= Medieval lituus =

The medieval lituus was a musical instrument of an indeterminate nature, known only from records which ascribe it various properties. Johann Sebastian Bach's O Jesu Christ, Meins Lebens Licht contains the only known piece of music written for an instrument under this name.

== Medieval use ==

Chroniclers of the Crusades from the 11th through the 13th centuries often used the various Classical Latin terms for trumpets and horns—including tuba, cornu, buccina, and lituus—alongside the more up-to-date French term trompe with reference to instruments employed in the Christian armies. However, it is difficult or impossible to determine just what instruments were meant, and it is not likely they were the same as the Roman instruments called by these names.

In the early 15th century, Jean de Gerson listed the lituus among those string instruments that were sounded by beating or striking, either with the fingernails, a plectrum, or a stick. Other instruments Gerson names in this category are the cythara, guiterna, psalterium, timpanum, and campanula.

== Later use ==
By the late 16th century the word was being applied to a variety of different instruments. A 1585 English translation of Hadrianus Junius's Nomenclator defines lituus as "a writhen or crooked trumpet winding in and out; a shaulme" (i.e., shawm). The early Baroque composer and author Michael Praetorius used the word as a Latin equivalent of the German "Schallmeye" (shawm) or for the "Krumbhoerner" (crumhorns)—in the latter case also offering the Italian translations storti, and cornamuti torti.

With an added adjective, the term lituus alpinus, was used in 1555 by the Swiss naturalist Conrad Gessner in the earliest published description of the Alphorn: "nearly eleven feet long, made from two pieces of wood slightly curved and hollowed out, fitted together and skillfully bound with osiers".

In the eighteenth century the word once again came to describe contemporary brass instruments, such as in a 1706 inventory from the Ossegg monastery in Bohemia, which equates it with the hunting horn: "litui vulgo Waldhörner duo ex tono G". Nevertheless, in 1732 Johann Gottfried Walther referred back to Renaissance and Medieval definitions, defining lituus as "a cornett, formerly it also signified a shawm or, in Italian tubam curvam, a HeerHorn". (Heerhorn or Herhorn was a Middle High German name for a metal, slightly curved military signal horn, approximately five feet long, played with the bell turned upward.) In 1738, the well-known horn player Anton Joseph Hampel served as a godfather at the baptism of a daughter of the renowned Dresden lutenist Silvius Leopold Weiss.

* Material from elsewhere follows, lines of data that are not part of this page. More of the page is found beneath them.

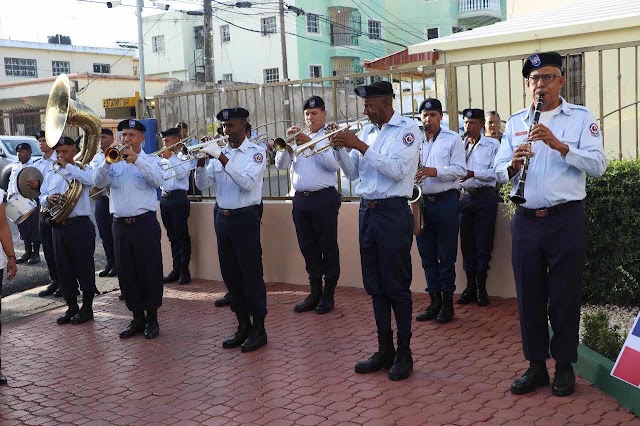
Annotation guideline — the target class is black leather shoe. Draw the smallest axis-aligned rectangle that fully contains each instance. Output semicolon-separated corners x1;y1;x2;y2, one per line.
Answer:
71;309;93;325
355;331;396;374
56;306;80;325
240;317;267;352
120;318;146;339
511;362;549;395
213;293;231;308
551;364;576;396
144;321;160;339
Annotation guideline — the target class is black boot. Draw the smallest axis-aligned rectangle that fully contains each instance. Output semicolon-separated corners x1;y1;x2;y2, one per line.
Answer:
436;292;453;324
511;361;549;395
71;290;94;325
144;309;160;339
213;292;231;308
120;310;146;339
416;291;442;321
551;362;576;396
222;312;251;349
38;280;58;297
476;272;489;306
316;282;338;314
56;298;80;325
355;331;396;374
458;271;477;305
16;242;33;264
162;259;180;284
293;279;322;313
240;317;267;352
389;333;413;381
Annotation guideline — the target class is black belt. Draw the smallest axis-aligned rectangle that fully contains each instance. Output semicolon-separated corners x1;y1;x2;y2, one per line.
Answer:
296;186;335;197
216;204;260;216
113;212;156;225
55;216;90;226
360;197;409;209
516;200;582;218
464;186;496;197
422;189;458;203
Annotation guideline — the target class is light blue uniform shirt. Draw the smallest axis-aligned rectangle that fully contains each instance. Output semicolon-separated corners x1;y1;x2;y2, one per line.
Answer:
336;112;422;200
33;151;58;205
495;98;607;209
460;136;500;189
95;151;164;217
420;127;467;195
276;127;340;191
160;154;193;192
196;138;267;209
40;164;93;218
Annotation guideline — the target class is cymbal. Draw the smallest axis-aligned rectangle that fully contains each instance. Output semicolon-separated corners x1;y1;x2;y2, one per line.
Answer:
18;167;43;200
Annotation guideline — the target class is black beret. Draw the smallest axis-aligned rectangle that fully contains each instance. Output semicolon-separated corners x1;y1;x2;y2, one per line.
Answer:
462;108;484;121
522;52;562;78
160;127;180;138
302;96;324;111
54;135;80;148
118;119;147;132
418;98;442;114
353;81;396;98
216;107;249;121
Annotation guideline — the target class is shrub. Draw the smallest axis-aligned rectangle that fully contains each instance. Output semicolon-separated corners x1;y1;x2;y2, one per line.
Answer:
582;308;624;361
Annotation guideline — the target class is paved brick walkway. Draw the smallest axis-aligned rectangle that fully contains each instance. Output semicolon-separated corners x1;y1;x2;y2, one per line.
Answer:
0;281;640;426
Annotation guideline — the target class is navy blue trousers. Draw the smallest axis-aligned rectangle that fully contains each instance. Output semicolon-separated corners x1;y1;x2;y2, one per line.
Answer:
292;186;341;283
113;212;163;312
416;190;460;293
94;197;116;267
213;205;267;317
460;187;498;272
359;198;413;335
40;216;58;282
511;202;587;363
160;191;191;269
52;216;98;304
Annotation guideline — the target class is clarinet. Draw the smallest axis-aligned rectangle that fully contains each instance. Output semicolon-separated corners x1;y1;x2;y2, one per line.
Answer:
509;95;544;205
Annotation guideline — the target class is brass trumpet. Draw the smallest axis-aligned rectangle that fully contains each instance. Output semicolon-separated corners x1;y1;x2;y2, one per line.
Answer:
273;124;311;151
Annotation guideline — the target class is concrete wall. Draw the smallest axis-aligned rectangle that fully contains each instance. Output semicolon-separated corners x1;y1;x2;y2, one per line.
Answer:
158;201;515;297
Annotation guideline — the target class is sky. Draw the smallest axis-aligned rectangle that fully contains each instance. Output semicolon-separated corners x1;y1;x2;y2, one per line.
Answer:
0;0;202;47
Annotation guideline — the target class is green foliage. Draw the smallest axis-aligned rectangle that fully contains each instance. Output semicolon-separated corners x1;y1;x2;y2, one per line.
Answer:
582;308;624;361
582;160;640;306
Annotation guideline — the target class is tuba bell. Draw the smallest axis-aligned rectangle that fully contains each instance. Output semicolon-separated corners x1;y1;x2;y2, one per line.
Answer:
45;74;102;223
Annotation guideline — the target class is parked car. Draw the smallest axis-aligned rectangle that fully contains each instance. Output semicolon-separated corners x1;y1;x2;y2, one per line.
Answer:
0;135;42;191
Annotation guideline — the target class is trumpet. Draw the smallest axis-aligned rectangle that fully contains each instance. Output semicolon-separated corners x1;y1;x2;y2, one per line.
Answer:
273;124;311;151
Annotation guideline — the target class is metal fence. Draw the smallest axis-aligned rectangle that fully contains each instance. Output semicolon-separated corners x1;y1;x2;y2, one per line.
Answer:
155;43;640;200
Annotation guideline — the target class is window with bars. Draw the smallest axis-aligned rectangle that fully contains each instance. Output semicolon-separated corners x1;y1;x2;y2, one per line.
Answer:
220;24;231;43
260;16;277;36
307;13;320;34
151;35;164;53
51;61;71;76
263;68;280;83
93;64;111;74
368;19;382;39
4;58;38;77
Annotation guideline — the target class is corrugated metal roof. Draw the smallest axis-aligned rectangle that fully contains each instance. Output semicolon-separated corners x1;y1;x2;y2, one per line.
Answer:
409;0;640;54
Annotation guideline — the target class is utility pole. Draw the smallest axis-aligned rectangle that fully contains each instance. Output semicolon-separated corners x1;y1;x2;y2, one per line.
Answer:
279;0;291;127
202;0;216;87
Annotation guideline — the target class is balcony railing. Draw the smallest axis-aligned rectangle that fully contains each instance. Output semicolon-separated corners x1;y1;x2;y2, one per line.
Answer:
458;0;502;18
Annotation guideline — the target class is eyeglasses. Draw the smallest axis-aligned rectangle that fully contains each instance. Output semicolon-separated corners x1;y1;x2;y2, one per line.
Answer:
527;74;560;84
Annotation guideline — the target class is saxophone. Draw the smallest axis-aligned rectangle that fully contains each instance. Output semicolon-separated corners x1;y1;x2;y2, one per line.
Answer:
43;74;102;223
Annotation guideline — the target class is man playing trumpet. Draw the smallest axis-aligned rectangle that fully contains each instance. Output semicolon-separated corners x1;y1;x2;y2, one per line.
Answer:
276;96;340;314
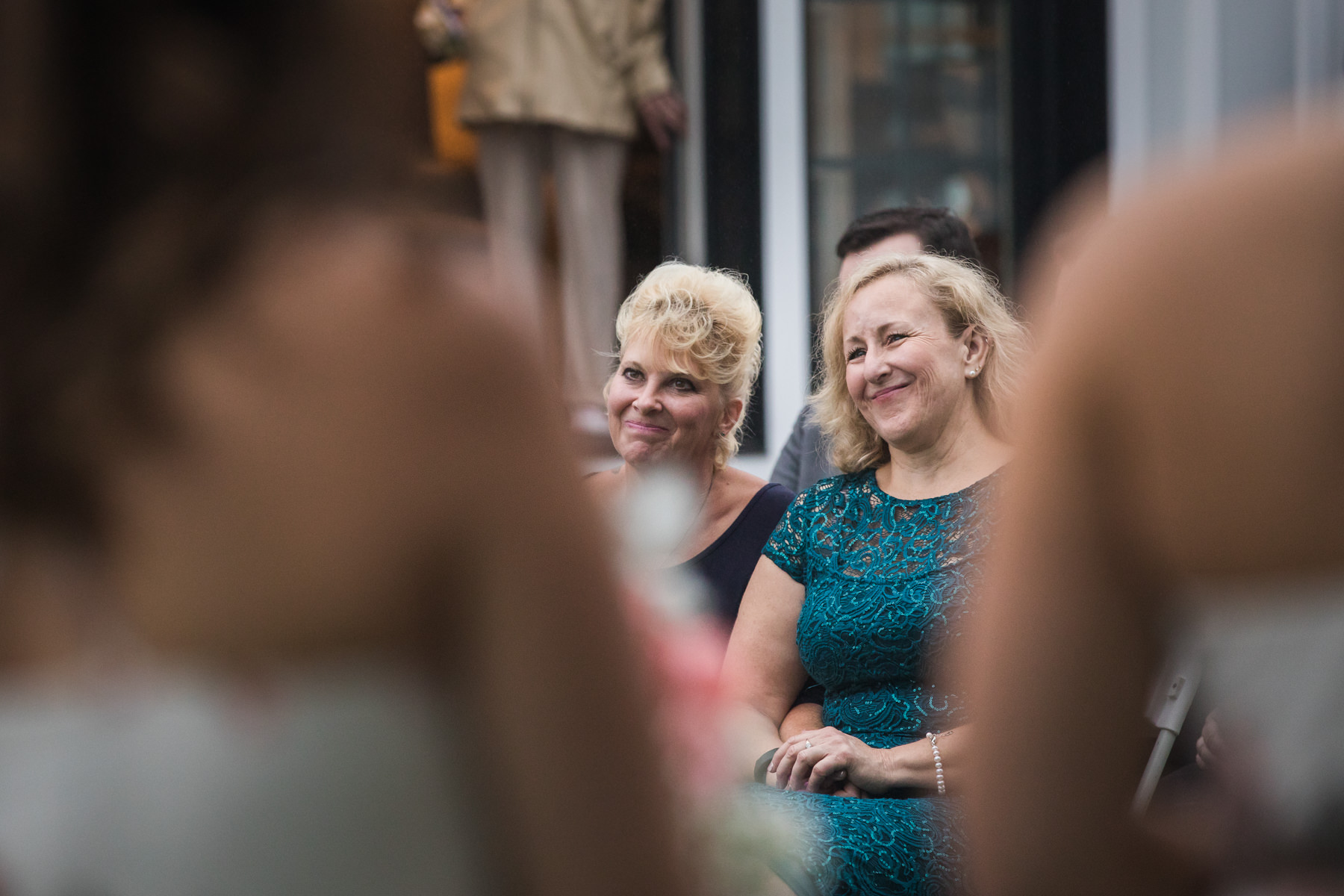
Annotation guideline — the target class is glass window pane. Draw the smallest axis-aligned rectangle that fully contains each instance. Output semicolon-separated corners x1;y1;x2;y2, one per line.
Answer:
806;0;1011;322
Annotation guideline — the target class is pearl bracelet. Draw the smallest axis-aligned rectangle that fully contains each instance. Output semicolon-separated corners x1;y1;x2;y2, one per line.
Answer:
924;731;948;797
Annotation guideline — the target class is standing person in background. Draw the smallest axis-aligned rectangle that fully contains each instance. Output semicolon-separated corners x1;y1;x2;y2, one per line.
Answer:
0;0;685;896
770;205;980;491
723;255;1025;896
458;0;685;432
965;119;1344;896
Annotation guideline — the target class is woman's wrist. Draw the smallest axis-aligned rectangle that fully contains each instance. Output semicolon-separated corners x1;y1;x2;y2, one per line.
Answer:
874;746;914;790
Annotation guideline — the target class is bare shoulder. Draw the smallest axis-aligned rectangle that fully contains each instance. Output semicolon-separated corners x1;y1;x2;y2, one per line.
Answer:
719;466;768;511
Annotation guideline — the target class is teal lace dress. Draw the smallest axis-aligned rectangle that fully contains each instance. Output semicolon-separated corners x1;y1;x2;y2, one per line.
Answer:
756;470;998;896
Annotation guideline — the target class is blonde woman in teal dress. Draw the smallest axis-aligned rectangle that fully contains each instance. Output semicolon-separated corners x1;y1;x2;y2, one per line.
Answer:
724;255;1025;895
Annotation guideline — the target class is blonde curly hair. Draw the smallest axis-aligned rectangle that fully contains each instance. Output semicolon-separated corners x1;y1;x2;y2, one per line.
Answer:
809;255;1028;473
608;262;761;469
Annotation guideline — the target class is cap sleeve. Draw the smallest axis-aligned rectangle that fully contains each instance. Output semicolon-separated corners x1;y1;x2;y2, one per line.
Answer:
761;489;813;585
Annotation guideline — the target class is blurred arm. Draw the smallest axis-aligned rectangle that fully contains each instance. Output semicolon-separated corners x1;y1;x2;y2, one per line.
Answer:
623;0;673;102
949;294;1192;896
455;308;685;896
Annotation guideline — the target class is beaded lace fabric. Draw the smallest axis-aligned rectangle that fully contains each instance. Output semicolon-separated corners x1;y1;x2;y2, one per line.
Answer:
758;470;998;896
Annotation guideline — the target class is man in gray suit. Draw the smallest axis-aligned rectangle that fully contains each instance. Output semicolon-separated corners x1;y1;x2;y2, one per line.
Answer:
770;205;980;491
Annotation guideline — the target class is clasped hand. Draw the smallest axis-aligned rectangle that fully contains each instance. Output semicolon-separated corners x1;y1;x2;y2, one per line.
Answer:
770;728;891;798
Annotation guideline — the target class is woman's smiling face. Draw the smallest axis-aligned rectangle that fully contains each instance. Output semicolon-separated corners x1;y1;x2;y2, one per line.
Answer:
606;336;742;467
843;276;974;452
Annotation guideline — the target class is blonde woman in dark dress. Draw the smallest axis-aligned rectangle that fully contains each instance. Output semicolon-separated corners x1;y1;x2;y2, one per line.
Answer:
588;262;793;626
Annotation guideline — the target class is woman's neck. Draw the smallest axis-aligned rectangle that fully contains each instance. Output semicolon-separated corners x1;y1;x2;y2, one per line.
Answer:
615;457;716;494
877;410;1012;501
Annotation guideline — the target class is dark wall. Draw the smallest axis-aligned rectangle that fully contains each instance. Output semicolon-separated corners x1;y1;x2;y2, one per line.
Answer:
703;0;763;451
1008;0;1107;266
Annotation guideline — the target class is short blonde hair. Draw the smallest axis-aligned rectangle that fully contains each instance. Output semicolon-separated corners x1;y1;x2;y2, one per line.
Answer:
810;255;1028;473
615;262;761;469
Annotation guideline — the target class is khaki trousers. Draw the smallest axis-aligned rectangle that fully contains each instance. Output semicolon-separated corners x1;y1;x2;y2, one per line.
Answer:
479;124;628;405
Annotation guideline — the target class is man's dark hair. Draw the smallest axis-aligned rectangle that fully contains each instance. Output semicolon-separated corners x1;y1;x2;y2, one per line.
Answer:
836;205;980;264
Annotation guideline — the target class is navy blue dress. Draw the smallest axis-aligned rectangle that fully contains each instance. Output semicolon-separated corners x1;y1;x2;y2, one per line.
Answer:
753;470;998;896
682;482;793;627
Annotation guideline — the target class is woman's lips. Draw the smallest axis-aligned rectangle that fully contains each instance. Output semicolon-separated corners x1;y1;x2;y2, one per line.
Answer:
868;383;910;402
625;420;667;432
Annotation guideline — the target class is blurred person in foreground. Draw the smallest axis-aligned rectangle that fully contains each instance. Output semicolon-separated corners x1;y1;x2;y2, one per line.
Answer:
723;255;1025;895
770;205;980;491
0;0;682;896
965;113;1344;896
588;262;793;627
458;0;685;432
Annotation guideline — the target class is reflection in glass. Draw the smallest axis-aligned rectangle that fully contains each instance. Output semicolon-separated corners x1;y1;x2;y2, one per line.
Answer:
806;0;1011;320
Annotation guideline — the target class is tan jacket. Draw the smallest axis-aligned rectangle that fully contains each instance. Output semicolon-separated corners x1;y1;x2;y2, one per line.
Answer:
458;0;672;138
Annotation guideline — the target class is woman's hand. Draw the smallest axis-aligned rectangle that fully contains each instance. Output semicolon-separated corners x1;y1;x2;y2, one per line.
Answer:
770;728;897;797
1195;713;1226;771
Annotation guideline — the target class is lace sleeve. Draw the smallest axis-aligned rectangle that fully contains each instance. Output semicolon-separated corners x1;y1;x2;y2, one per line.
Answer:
761;489;812;585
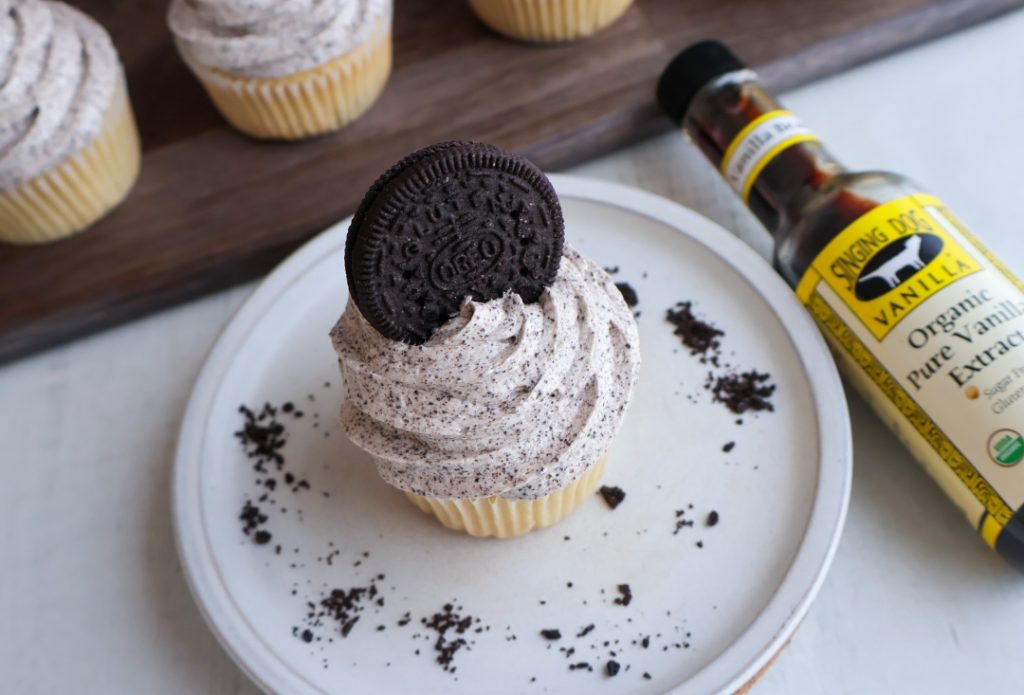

In the baptismal register he was described as "Lituista Regius"—"royal lituus player". In the second half of the 18th century "lituus" was described in one source as a Latin name for the trumpet or horn.

Johann Sebastian Bach specified the use of two litui for his composition O Jesu Christ, Meins Lebens Licht (BWV 118). This motet or cantata, written in the 1730s, is believed to be the only surviving score that specifies the use of the lituus, and the only known piece ever written for the instrument. Since there are no known surviving examples of a Baroque lituus, the exact appearance and sound is unknown. However, researchers have relied on depictions of instruments they believed to be similar to the lituus in order to approximate its characteristics.

== Reconstruction ==
The modern design and construction of Bach's lituus was initiated when the Schola Cantorum Basiliensis (SCB) in Switzerland approached a PhD student at the University of Edinburgh to assist with the recreation. The student and his research team had developed a software application for working with brass instrument design. The SCB provided the Edinburgh team with details and assumptions about the correct design of the lituus. The software application was then to convert those designs into an accurate representation of the shape, pitch, and tone of the medieval instrument. The Edinburgh team produced two identical prototypes, approximately 2.5 meters long. The lituuses are straight and thin, with a flared bell at the end. The horns are made of pine and feature cow horn mouthpieces. The Edinburgh team noted that the reconstructed instrument could easily have been made in Bach's time using then-current technology.

The tone of the finished instruments is described as "piercing" and they have a limited range. One member of the development team referred to the tone as being "broadly like a trumpet" but more "haunting". The reconstructed lituus has also been described as difficult to play.

SCB musicians used the reconstructed lituus in a performance of O Jesu Christ, Meins Lebens Licht, believing they are the first to do so since Bach's time.